Tyler quickly shook his head. “No. Um, I can’t. I should probably - “ He turned and pointed vaguely in the direction of his house - but he made the mistake of trying to point with his right hand, the one attached to his broken arm. “Ow!”
“What is it?” Josh asked, his expression immediately morphing into one of concern. He grabbed Tyler’s arm, and Tyler winced and pulled it away.
“What happened?” Josh asked quietly, eyes narrowed. “Is this why you haven’t been at school?”
“I’m fine,” Tyler muttered quietly, taking a step back, away from Josh, and cradling his injured arm with his opposite hand.
“Dude, you don’t look fine,” Josh said. “You’re so pale, you’re shaking, you obviously hurt your arm, and you look so tired...Tyler, what’s going on? I’m really worried about you.”
Tyler shrank back. Josh was looking at him with such concern, and almost as though he trusted Tyler, although Tyler was sure that there wasn’t a worse person to trust. “There’s nothing going on,” he said quickly.
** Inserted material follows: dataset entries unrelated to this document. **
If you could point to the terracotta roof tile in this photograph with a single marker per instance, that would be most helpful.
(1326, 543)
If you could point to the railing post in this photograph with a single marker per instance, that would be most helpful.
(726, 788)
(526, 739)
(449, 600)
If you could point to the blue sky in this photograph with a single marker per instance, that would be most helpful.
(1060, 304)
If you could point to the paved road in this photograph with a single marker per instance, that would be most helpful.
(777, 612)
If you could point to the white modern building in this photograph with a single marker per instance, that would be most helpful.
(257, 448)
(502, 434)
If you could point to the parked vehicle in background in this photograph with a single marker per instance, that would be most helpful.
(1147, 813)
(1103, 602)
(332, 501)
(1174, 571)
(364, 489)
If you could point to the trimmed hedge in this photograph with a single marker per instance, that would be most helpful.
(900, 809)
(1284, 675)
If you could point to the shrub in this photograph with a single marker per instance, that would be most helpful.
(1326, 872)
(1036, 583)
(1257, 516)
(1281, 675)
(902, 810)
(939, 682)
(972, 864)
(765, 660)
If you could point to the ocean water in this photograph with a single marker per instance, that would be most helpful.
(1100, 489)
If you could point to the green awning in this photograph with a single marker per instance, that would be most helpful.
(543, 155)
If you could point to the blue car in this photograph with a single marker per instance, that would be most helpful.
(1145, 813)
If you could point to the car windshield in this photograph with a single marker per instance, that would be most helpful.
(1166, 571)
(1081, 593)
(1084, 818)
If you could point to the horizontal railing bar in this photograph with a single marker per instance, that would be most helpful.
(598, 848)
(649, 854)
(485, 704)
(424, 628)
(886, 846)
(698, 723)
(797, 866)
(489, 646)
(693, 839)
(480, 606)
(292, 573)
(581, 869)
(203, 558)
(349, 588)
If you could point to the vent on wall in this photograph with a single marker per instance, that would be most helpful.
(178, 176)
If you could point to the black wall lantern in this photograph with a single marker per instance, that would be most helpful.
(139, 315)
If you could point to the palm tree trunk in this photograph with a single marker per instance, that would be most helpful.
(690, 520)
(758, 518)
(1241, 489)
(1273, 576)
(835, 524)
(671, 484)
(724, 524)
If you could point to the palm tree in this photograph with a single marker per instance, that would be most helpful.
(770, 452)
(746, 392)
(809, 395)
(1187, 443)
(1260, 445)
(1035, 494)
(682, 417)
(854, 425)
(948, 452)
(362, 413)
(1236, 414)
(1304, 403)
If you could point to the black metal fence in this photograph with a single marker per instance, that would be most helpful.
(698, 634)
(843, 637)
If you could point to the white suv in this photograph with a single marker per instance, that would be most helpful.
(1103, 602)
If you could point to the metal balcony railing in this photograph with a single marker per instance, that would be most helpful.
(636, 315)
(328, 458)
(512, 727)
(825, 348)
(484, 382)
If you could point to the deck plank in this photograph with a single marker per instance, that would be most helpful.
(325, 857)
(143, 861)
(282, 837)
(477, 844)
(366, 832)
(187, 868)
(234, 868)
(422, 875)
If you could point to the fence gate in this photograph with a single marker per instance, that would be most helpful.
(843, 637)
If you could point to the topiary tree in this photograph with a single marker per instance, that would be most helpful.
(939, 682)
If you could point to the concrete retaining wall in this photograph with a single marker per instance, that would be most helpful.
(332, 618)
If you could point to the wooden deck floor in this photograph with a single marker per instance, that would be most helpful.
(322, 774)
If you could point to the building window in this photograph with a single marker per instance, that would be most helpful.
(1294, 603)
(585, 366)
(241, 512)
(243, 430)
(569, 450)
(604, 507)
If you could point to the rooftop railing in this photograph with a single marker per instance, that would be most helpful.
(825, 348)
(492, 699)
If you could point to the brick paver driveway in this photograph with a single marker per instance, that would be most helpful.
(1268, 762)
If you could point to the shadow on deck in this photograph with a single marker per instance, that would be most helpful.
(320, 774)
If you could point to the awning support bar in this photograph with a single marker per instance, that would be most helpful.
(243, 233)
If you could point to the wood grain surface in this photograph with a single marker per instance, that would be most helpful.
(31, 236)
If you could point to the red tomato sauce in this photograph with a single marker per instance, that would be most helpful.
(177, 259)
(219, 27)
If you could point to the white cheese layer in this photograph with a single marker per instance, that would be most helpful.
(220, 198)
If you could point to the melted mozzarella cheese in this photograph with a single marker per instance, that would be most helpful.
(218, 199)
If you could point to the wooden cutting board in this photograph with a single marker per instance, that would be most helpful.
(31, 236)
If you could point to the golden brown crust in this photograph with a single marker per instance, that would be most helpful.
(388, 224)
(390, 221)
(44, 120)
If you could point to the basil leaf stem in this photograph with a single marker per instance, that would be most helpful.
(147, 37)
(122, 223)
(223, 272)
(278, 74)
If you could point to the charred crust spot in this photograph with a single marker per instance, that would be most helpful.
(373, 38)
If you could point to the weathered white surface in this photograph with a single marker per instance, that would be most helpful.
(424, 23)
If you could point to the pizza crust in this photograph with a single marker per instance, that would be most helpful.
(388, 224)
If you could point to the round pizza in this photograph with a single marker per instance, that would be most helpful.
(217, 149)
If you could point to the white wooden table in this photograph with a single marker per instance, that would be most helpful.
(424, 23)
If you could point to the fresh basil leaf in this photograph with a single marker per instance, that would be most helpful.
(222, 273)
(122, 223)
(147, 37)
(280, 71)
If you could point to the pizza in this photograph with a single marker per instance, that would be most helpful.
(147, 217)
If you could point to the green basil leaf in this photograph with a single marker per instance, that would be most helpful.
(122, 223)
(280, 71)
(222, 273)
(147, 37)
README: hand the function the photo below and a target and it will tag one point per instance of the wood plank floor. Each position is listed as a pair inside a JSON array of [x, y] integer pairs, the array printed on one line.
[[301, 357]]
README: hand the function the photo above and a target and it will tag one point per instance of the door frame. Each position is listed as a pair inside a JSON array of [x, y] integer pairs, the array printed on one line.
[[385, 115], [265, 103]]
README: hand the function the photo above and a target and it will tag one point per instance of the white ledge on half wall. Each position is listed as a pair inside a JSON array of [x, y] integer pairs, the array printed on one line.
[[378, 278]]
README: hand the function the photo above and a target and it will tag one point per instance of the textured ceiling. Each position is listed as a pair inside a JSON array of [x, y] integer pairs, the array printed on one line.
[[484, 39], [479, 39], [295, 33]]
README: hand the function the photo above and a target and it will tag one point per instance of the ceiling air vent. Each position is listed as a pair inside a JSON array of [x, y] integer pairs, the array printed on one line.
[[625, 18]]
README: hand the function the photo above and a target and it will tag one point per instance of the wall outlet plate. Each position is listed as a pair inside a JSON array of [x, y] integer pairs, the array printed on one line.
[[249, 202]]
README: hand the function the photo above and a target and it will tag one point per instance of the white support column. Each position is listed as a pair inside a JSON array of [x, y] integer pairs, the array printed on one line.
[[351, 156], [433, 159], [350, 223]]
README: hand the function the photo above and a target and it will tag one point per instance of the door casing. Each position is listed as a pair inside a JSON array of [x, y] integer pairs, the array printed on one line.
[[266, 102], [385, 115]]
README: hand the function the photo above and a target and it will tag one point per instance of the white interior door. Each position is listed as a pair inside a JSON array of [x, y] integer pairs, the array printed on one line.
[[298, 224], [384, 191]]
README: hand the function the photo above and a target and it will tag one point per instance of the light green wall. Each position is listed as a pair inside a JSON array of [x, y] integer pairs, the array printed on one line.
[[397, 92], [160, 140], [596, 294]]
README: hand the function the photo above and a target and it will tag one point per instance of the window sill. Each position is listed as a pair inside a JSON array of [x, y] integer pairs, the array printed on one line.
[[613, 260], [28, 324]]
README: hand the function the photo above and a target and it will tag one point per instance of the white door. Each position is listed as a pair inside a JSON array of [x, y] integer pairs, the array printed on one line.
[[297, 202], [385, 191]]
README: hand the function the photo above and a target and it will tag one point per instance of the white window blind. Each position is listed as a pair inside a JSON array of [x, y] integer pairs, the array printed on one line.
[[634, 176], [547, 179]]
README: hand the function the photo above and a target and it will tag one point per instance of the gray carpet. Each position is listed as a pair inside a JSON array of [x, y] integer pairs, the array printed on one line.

Too quickly. “Don’t worry.”
There wasn’t a worse person in the world to trust.
Every word out of his mouth was lies, lies, lies.
Lies, lies, lies, lies.
What was he doing? He was just going to hurt Josh if he went on like this, the first person that offered him any sort of kindness without an ulterior motive in years. Josh was someone that Tyler actually wanted to get to know, maybe even befriend one day - as if Tyler even understood what having a friend was supposed to mean anymore - and Tyler was just going to hurt him because every word out of his mouth was a lie.
And now he was late.
“I’m fine, Josh,” Tyler repeated, desperate to just escape, to get back to the house that wasn’t really his, the so-called home that was never really his home. “I have to go.”
And then he turned and practically ran back to his house. If he was lucky, maybe he could still get home before his parents -
But if there was ever a word to describe his life, lucky would certainly not be it.
The young boy wants to move ahead
And the old man sings rewind
I wonder when in this time line
We’ll break to the other side
This kind of hurt to write. I don't want to imagine Tyler going through this sort of thing, but I wanted to keep with the plot of the story because I love writing this so much.
I hope you're all doing well and having a better week than I am.